Design and implementation of a six-degree-of-freedom automatic tracking robot based on single-chip microcomputer control

One of the characteristics of the development of contemporary science and technology is the combination of mechanical technology, electronic technology and information technology. Robots are one of the products of this combination. Modern robots are all developed from machinery. The difference from traditional machines is that robots have computer control systems, so they have certain intelligence. Humans can compile action programs to enable them to perform various actions. The six-degree-of-freedom automatic tracking and handling robot is one of them. This kind of handling robot can not only replace certain functions of humans, but sometimes even exceed the physical ability of humans. It can be used 24 hours a day or even

It can operate continuously and repeatedly for longer periods of time and can withstand various harsh environments. Therefore, the handling robot is an extension and development of the local functions of the human body.

This design mainly uses the single-chip microcomputer MSP430 as the control core, and combines the DC motor, pyroelectric infrared sensor, etc. It gives full play to the performance of the single-chip microcomputer, and its advantages are simple hardware circuit, perfect software function, reliable control system, high cost performance, etc. It has certain use and reference value.

1 System Principle

1.1 System Principle of Automatic Tracking Module

The automatic tracking module in this design is mainly composed of a single-chip microcomputer and its external circuit, an infrared tracking circuit, a DC motor control circuit, etc. During normal operation, the single-chip microcomputer cyclically detects the output signal of the infrared tracking circuit and generates a DC motor control signal based on it. When the system detects that the working mode has changed, the system enters the corresponding mode. Its principle block diagram is shown in Figure 1 and Figure 2.

1.2 System principle of six-degree-of-freedom manipulator module

The system is designed in a modular way, dividing the machine into four parts: base, arm, wrist, and hand. The controller is based on the MSP430 microcontroller, and the specific control part block diagram is shown in Figure 3.

2 System Design

2.1 Automatic tracking module hardware design

1) Basic MCU system

The control core of the tracking robot system is generally based on the basic hardware resources in the MSP430 microcontroller, and some external devices are expanded when necessary. The control that needs to be completed in this design is relatively simple and can be fully realized with the basic hardware resources in the microcontroller, so there is no need to expand.

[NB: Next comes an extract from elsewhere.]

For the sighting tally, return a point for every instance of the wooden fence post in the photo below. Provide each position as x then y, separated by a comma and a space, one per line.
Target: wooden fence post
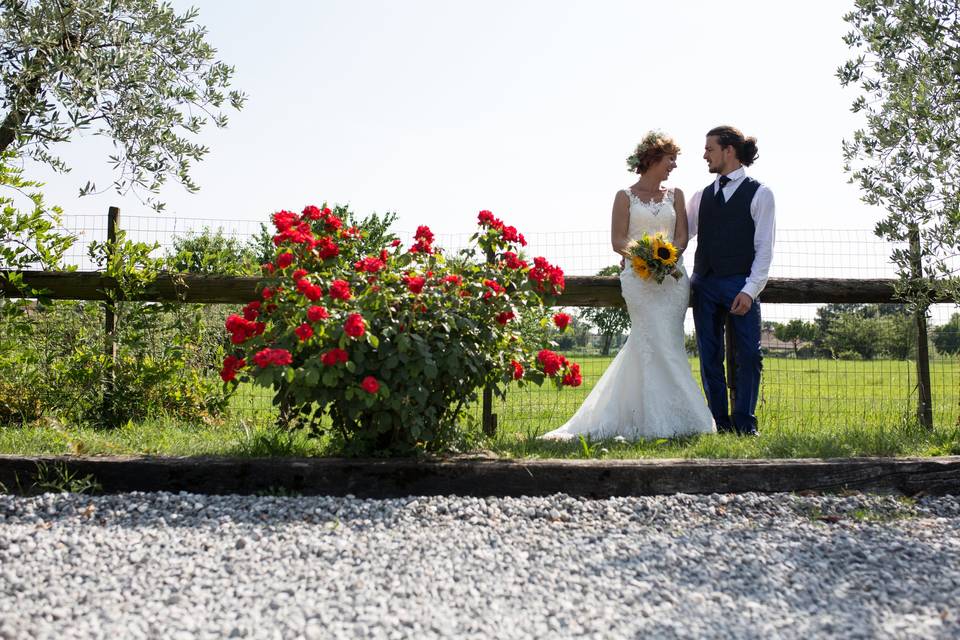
110, 326
924, 393
489, 418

2) Amplifying signal circuit

It is controlled by LM324, which is a quad op amp integrated circuit. It uses a 14-pin dual in-line plastic package and contains four groups of identical operational amplifiers. Except for the shared power supply, the four groups of operational amplifiers are independent of each other.

3) Motor drive circuit

The motor used is a common DC motor. Under the control of the MSP430 microcontroller, a motor driver chip can be connected or other components can be used to make the motor rotate. In order to simplify the design of this system, other methods are used to replace the circuit driver chip.

2.2 Hardware design of six-DOF manipulator module

The six-degree-of-freedom manipulator is a robotic arm driven by six servo motors. In addition to the four joints that make up the arm and one joint in the wrist, plus the grip of the hand, the mechanical structure of a manipulator is realized.

The control module uses a 5 V DC power supply to power the microcontroller and the motor of the robotic arm respectively. The circuit includes a manual reset circuit, a crystal oscillator circuit, a matrix keyboard, an independent keyboard for controlling the rotation angle of the microcontroller, and a servo motor access port. The selected motor identification number and the rotation angle of the motor can be displayed on the display screen.

3 Software Design

The software design of this system is hardware-oriented and is programmed in C language. The most important part is the microcontroller controlling the motor rotation (including forward and reverse rotation), time delay and PID algorithm. The specific design flow chart is shown in Figure 4 and Figure 5.

4 System Debugging

1) After the program is written, check the code line by line carefully. Check the code for errors, create your own code checklist, and check the places where errors are often made. Check whether the code meets the programming specifications.

2) Debug the program to see if it can be simulated. If it runs normally, burn the program debugged in the compiler to the microcontroller.

3) When the power is connected, observe whether the overall circuit operates according to the expected design, whether the motor rotates forward, whether the motor rotates reversely, etc. The error part of the program can be inferred based on the operation of the circuit, and the program can be modified and burned into the microcontroller after being debugged by the compiler, and repeatedly tested until it can work completely normally.

5 Conclusion

This system is a single-chip tracking robot system, which mainly uses the single-chip MSP430 as the control core, and is combined with a DC motor, a servo, an integrated infrared receiver, etc. This system has simple hardware and software design, is easy to develop, and strictly controls the procurement cost of various components, so it is low-priced, safe, reliable, and easy to operate.